No explanation was offered as to exactly how Geller and Spencer’s presence in Britain might “foment or justify terrorist violence” or “foster hatred that might lead to inter-community violence in the UK.” There will be those who argue that their sledgehammer rhetoric encourages violence, but that same slippery logic could be applied to almost anyone, including the myriad Islamist organizations for whom the UK is a convenient base. According to Student Rights, a British group that monitors Islamist extremism in universities, over the last year speakers with “a history of extreme or intolerant views” addressed meetings at 60 different institutions, many of which were gender-segregated. 
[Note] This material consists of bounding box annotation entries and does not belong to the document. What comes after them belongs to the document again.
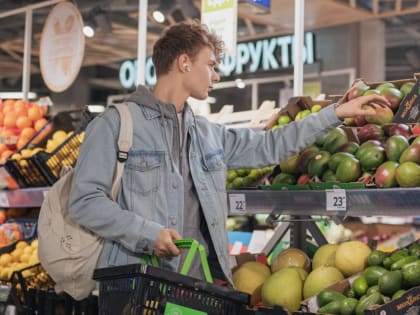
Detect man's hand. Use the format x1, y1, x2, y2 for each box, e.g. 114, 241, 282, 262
153, 229, 181, 257
335, 94, 391, 119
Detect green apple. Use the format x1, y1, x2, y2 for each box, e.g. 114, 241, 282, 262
311, 104, 322, 113
295, 109, 311, 121
277, 114, 292, 126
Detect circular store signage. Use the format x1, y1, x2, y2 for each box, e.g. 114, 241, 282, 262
39, 2, 85, 92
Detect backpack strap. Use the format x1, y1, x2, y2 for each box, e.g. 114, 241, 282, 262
111, 103, 133, 200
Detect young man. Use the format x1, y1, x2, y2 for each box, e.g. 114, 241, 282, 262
70, 22, 388, 282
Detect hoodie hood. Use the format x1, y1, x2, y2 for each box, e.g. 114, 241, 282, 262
126, 85, 176, 119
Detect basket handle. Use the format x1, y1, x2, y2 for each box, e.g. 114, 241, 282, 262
140, 238, 213, 283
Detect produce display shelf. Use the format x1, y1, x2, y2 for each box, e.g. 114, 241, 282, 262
0, 187, 50, 208
228, 187, 420, 217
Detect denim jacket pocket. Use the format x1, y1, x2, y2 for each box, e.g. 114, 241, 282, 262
126, 151, 164, 196
203, 149, 226, 191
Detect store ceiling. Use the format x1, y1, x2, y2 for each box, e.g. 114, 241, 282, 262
0, 0, 420, 94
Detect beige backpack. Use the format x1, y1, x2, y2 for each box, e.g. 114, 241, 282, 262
38, 104, 133, 300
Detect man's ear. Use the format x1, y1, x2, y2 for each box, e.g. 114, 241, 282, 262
177, 54, 191, 72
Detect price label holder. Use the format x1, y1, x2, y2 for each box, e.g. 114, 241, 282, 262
325, 189, 347, 211
229, 194, 246, 214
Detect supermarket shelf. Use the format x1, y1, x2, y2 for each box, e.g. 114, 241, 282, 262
0, 187, 50, 208
228, 187, 420, 216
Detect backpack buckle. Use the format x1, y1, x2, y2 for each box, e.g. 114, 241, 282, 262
117, 150, 128, 163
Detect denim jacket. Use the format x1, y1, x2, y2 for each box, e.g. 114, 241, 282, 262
70, 86, 341, 281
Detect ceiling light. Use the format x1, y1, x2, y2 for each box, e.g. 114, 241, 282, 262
152, 0, 176, 23
152, 10, 165, 23
87, 105, 105, 113
90, 7, 112, 33
83, 25, 95, 37
235, 79, 246, 89
0, 92, 38, 100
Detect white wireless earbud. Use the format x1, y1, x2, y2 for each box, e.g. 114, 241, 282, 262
183, 63, 191, 72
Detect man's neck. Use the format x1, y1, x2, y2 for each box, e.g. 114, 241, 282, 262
152, 77, 187, 113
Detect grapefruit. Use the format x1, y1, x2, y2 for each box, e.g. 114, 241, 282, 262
312, 244, 338, 269
232, 261, 271, 305
271, 248, 311, 273
335, 241, 371, 277
261, 268, 302, 313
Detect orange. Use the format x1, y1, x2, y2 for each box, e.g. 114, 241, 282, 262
16, 116, 32, 129
15, 106, 28, 116
20, 127, 35, 140
16, 137, 29, 150
28, 104, 42, 121
3, 100, 15, 106
0, 150, 14, 164
34, 118, 48, 131
3, 112, 17, 128
38, 105, 48, 116
0, 143, 9, 154
13, 100, 26, 112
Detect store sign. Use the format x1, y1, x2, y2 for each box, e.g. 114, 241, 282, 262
39, 2, 85, 92
218, 33, 315, 76
119, 32, 315, 89
119, 57, 156, 89
201, 0, 238, 55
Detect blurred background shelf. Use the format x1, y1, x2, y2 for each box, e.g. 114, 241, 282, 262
0, 187, 50, 208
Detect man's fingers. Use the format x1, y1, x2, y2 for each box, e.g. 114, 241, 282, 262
365, 94, 391, 106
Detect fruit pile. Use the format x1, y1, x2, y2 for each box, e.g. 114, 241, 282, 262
10, 130, 78, 166
0, 240, 39, 280
271, 99, 328, 130
272, 124, 420, 188
345, 81, 414, 126
317, 243, 420, 315
233, 241, 371, 312
226, 166, 273, 190
0, 100, 48, 164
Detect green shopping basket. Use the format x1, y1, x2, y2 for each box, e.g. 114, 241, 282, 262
93, 239, 249, 315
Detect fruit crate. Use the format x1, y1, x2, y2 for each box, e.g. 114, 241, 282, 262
0, 218, 38, 255
10, 263, 55, 305
5, 110, 92, 188
93, 264, 249, 315
35, 129, 84, 185
17, 288, 98, 315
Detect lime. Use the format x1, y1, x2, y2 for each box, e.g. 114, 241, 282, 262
368, 250, 387, 266
351, 276, 369, 296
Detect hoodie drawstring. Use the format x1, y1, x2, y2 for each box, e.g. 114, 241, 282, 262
158, 103, 175, 173
191, 111, 209, 171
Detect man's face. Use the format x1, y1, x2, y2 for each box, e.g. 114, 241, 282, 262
186, 47, 220, 100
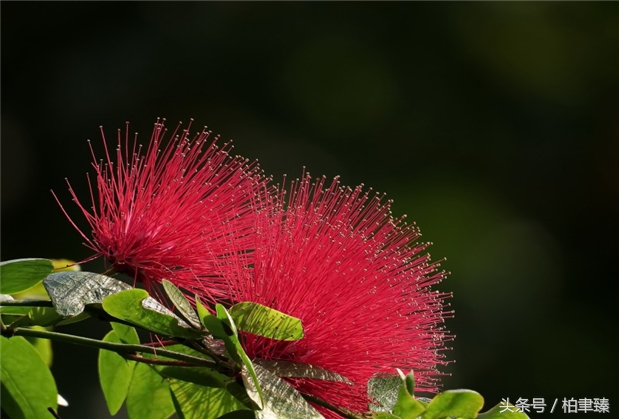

Is it, then, reasonable to accuse the UK government of operating a double standard, especially as there is a long-standing anxiety that the policy of keeping out Muslim extremists is faltering? It’s true that Geller and Spencer are not the first rabble-rousers to be banned from Britain. Louis Farrakhan, the Nation of Islam leader, was famously prohibited from entering the country back in 1986, a decision which led to a 20-year court battle that finally resulted, in 2008, in the ban against him being upheld. Similarly, the Muslim Brotherhood cleric Yusuf al-Qaradawi was eventually banned in 2008, four years after he was feted by the then mayor of London, Ken Livingstone, a key proponent of an alliance between the far left and Islamist organizations.

The problem with these bans, however, is that they are reactive–and frequently imposed after the offending individual has spent substantial time in the UK. For example, Omar Bakri Mohammed spent several years in the UK advocating jihadist violence against Jews, gays and other groups before being deported to Lebanon, while the Jordanian-born cleric Abu Qatada still remains in Britain despite government efforts to have him thrown out once and for all. In marked contrast, neither Geller nor Spencer has a criminal past, nor a track record of involvement with groups promoting violence. Their sole offense appears to be the promulgation of ideas and beliefs that are indecent–exactly the sorts of beliefs that any healthy democracy should be able to withstand in the name of freedom of speech.

The real challenge for Britain is that extremism of all stripes is homegrown. Just as the EDL doesn’t need Geller and Spencer to promote its message, neither do British Islamists–whose proclivity for violence has been amply demonstrated over the last decade, from the London subway bombings of 2005 to the murder of Lee Rigby this year–require foreign-born clerics to fire up their own supporters.

In the weeks since Rigby’s death, the country has engaged in a furious debate about whether to ban Islamist preachers from the airwaves and block Islamist websites. As Shiraz Maher and Alexander Meleagrou-Hitchens of London’s International Centre for the Study of Radicalisation pointed out in their paper “Jihad at Home,” the case of a Muslim couple arrested for conspiring to attack Jewish targets in the north of England:

highlights the ongoing threat of ‘self-radicalisation’ through the internet, and the continued influence of jihadist publications, such as Inspire magazine, which are aimed at Westerners.  It also demonstrates the lingering potency of deceased ideologues such as Anwar al-Awlaki, whose ideas continue to present a challenge to Western security agencies.

Banning Geller and Spencer will not mollify those British Muslims already on the path to self-radicalization. Nor is it likely to end the disturbing spate of attacks on mosques in the wake of Lee Rigby’s killing. The main result of Theresa May’s decision will be to make British democracy look weak and spiteful at precisely the time it needs to look strong and confident.